Keine Angst, Marie. Dein weißer Körper glänzt im Tanz zum Mondschein. Dein goldenes Haar wärmt deine nackte dünne Haut. Keine Angst, Marie, es tut nicht weh. Deine Glieder sind so schön. Jeder deiner Finger schmeckt wie Honigmilch. Deine Schreie betören mich. Marie, ich liebe dich.
Keine Angst, Marie. Ich war doch immer gut zu dir. Du, meine beste. Die Klügste von allen. Hieltest deinen Stift vor dienem Blatt Papier, starrtest mich an und ich starrte weg. Ganz hinten saßt du. Ich hätte dich gern weiter vorn gehabt. Dich näher gehabt. In deine Augen gesehen. Wenn ich mich zur Tafel drehte, wusste ich, dass du mir auf den Rücken starrst. Du sahst durch mich hindurch. Bohrtest ein Loch in meinen Körper. Und ich wusste, dir gefällt mein Körper.
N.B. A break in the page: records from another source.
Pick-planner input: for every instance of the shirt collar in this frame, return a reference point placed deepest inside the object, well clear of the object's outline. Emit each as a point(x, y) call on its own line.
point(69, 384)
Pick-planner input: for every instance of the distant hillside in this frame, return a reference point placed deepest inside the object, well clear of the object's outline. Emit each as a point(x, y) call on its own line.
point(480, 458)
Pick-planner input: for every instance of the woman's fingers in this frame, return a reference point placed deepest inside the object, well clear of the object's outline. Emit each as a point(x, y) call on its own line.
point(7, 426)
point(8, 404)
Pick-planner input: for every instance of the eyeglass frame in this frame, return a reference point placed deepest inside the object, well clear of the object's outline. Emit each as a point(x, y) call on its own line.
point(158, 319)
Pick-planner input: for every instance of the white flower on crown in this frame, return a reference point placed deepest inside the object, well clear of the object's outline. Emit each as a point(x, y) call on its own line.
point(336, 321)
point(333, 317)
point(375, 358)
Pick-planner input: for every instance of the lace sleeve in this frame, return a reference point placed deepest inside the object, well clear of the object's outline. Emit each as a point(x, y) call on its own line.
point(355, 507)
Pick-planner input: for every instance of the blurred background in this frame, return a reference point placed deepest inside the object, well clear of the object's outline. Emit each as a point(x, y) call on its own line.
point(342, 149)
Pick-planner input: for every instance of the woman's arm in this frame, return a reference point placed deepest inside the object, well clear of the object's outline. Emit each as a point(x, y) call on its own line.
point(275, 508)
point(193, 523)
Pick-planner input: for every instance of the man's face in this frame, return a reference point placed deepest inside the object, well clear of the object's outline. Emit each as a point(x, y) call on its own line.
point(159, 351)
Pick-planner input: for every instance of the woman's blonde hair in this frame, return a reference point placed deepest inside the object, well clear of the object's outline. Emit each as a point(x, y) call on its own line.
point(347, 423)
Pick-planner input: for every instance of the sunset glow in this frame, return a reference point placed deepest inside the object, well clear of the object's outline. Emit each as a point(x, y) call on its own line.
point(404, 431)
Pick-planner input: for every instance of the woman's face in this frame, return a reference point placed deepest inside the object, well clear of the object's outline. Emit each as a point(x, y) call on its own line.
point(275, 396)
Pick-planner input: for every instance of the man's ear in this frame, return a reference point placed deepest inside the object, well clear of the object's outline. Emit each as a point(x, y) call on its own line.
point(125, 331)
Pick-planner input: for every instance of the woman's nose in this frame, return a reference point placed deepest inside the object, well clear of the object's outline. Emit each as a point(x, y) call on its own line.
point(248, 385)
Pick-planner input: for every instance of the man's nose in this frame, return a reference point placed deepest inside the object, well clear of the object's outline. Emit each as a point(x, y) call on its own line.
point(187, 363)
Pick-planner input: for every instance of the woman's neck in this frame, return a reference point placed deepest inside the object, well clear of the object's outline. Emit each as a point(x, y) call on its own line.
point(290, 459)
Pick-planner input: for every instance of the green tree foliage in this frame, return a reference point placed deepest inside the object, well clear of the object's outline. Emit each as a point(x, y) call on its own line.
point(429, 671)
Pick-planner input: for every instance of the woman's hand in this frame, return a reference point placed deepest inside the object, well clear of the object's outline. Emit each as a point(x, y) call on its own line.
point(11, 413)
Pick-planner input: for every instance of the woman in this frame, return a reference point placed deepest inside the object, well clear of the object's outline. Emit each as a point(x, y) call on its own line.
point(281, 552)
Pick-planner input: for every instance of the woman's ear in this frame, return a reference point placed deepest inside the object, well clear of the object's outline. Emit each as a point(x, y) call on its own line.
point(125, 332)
Marie, du bist vierzehn. Ich bin dein Lehrer. Höre auf mich. Du bist klug. Du bist schön. Wenn du sprichst platzt deine Stimme wie rosa Seifeblasen in mein Trommelfell. Du solltest öfter mit mir sprechen. Du solltest mir gehören. Ich wollte dich mitnehmen. Ich wollte dich lieben.
Und du. Du bist zu schön. Bist zu schön um mir zu gehören. Lächelst diese Wichte an. Fasst ihre Hände. Und gehst mit ihnen. ich stand auf dem Pausenhof und weinte. Ich war böse auf dich, Marie. Und liebte dich noch mehr.
Keine Angst, Marie. Jetzt bist du bei mir. Das Zittern hört bald auf. Wenn du in mir bist. Ich kann dich nicht gehen sehen. Deine Schweißperlen sind meine. Dein reifer Körper. Dein kindliches Gesicht.

Dein Herz schmeckt bitter. Meine Zunge verbrennt. Jetzt musst du mich lieben. Der Boden ist weich auf dem du liegst. Und dein Blut ist warm. Nur dein Herz schmeckt bitter. Schmeckt wie unreife Zitronen. Schmeckt mir nicht. Doch Marie, ich liebe dich.